Out-of-sample test results
| Naive approach (NAI)(%) | Mean variance optimization (MVO) | Mean CVaR optimization (MCO) | |
|---|---|---|---|
| Annualized mean | 3.32% | 6.24% | 8.36% |
| Annualized SD | 7.08% | 11.64% | 11.92% |
| Monthly min | −8.86% | −10.42% | −8.25% |
| Monthly max | 4.41% | 6.96% | 8.91% |
| Monthly VaR (5%) | 3.20% | 4.97% | 4.44% |
| Monthly CVaR (95%) | 5.13% | 7.07% | 6.12% |
| Max drawdown | 25.29% | 32.48% | 27.72% |
| Sharpe ratio | 0.47 | 0.54 | 0.70 |
| Monthly mean/VaR | 8.67 | 10.44 | 15.71 |
| Monthly mean/CVaR | 5.40 | 7.35 | 11.39 |
| Monthly Mean/MaxDD | 1.10 | 1.60 | 2.51 |
In order to compare the relative performance of these approaches, we report some common reward-to-risk ratios, using different measures of risk including volatility, VaR, CVaR and maximum drawdown. For instance, per 1 per cent risk as measured by standard deviation, MVO achieves 0.54 per cent return, whereas MCO achieves 0.70 per cent, even though its objective is not to maximize the Sharpe ratio as in the case of MVO. Ratios such as mean-to-VaR, mean-to-CVaR and mean-to-maximum drawdown indicate significant improvements when we switch from NAI to MVO, and MVO to MCO.
CONCLUSIONS
We certainly understand, and agree, that risk management goes far beyond the statistical perspectives. Nevertheless, we fail to imagine how a risk management system without statistical measures of risk, however risk is defined, can be sound. In our opinion, risk management must include at least the following three steps: (i) risk measurement, (ii) the incorporation of risk measures into portfolio construction or optimization and, finally (iii) risk monitoring.

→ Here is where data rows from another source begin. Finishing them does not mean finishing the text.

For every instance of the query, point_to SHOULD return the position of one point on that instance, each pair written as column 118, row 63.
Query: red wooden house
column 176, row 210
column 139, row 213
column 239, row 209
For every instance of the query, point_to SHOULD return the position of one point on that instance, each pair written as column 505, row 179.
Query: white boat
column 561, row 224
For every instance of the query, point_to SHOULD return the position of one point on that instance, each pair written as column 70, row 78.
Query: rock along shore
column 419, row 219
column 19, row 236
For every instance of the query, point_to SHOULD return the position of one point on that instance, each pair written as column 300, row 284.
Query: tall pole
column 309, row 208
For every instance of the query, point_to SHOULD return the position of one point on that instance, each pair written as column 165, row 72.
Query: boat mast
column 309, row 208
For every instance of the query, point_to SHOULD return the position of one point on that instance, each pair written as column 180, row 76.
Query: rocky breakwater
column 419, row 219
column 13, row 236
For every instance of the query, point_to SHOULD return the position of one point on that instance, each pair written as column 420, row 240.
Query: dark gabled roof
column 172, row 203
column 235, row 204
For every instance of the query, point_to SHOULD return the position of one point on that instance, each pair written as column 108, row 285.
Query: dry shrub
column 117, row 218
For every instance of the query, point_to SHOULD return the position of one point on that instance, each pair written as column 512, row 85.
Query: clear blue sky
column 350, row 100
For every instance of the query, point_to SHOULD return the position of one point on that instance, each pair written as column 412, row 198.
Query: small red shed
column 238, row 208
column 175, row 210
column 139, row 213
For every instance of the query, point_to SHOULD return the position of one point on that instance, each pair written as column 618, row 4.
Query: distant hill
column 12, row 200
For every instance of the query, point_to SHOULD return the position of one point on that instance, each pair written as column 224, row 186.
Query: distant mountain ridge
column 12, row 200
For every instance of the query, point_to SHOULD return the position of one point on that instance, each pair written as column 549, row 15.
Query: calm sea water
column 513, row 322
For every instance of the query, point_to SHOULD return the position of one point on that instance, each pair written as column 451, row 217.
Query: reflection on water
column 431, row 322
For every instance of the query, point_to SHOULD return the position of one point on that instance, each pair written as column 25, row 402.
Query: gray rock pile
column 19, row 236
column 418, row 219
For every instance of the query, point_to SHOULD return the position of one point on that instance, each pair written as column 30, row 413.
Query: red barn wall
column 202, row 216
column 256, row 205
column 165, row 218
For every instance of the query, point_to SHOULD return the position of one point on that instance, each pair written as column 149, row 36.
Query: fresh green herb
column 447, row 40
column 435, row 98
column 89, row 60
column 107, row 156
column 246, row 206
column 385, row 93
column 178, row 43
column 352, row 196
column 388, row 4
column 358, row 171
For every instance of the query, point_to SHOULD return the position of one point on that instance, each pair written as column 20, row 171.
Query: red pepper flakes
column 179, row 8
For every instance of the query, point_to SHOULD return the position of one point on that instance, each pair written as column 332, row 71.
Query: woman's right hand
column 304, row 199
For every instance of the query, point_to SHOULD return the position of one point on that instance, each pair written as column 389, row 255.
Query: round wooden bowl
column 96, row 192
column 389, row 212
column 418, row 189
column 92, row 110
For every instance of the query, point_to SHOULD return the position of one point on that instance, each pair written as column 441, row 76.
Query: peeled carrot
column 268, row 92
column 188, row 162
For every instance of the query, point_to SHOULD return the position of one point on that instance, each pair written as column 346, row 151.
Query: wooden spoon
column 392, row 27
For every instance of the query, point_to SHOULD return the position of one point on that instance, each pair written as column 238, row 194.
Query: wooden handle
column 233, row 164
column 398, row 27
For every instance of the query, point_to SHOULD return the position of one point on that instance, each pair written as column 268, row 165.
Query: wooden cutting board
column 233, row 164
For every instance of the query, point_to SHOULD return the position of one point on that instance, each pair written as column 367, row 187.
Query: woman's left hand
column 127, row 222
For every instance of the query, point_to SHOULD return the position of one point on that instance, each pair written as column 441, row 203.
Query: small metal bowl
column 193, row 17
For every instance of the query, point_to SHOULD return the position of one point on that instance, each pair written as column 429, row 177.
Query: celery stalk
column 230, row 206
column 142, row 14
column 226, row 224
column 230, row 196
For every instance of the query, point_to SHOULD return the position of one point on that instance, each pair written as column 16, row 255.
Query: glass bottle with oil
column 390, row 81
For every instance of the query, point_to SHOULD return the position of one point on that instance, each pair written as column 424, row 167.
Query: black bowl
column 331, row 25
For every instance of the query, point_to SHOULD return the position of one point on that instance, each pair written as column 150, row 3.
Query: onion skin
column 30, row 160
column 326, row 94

Given the near impossibility of a 25-standard deviations event during an investor's lifetime, the standard deviation is almost surely wrong. The importance of tail risk measures has been growing with more occurrences of crash events. As a result, deviations from the traditional risk measures have commenced and significantly gained momentum in various branches of finance. The incompetence of normal distribution in explaining real-world returns and consequently the underestimation of risks in the mean-variance framework lead to the analysis of fat-tailed extreme dependency distributions in risk modeling.
In this article, we employ modern statistical methods to better model the stylized facts about return distributions. Although some of these methods have been documented elsewhere and even implemented to some extent in the investment industry, we add to the literature by showing in a portfolio tail risk management case how a combination of these allows us to approximate the observed distributions of returns much more effectively than would a typical multivariate normal distribution. In summary, we show how persistence in volatilities can be filtered via GARCH models to achieve stationarity for fat tail and dependency modeling. We next fit fat-tailed distributions to the filtered data and calibrate copulas to model extreme dependencies.
Many of the statistical risk measures we discuss may be found in some of the more sophisticated managers’ risk reports. However, probably because of the technical challenges, these measures are largely used for the purpose of risk monitoring after positions are taken, rather than as part of the objective function in the portfolio optimization stage, a step that we insist must be included in order to implement sound risk management. In the final part of this article, we demonstrate how to implement this important step by using the currency carry trade as an example. We simulate fat-tailed scenarios with possible extreme dependencies, and optimize portfolio tail risk on these forward-looking samples by constraining CVaR. Results from out-of-sample tests show that, in general, managing risks even with a traditional method such as mean-variance may improve investment performance; however, only a non-normal model with a tail risk control capability appears to be effective in shrinking the size of drawdowns and rare substantial losses.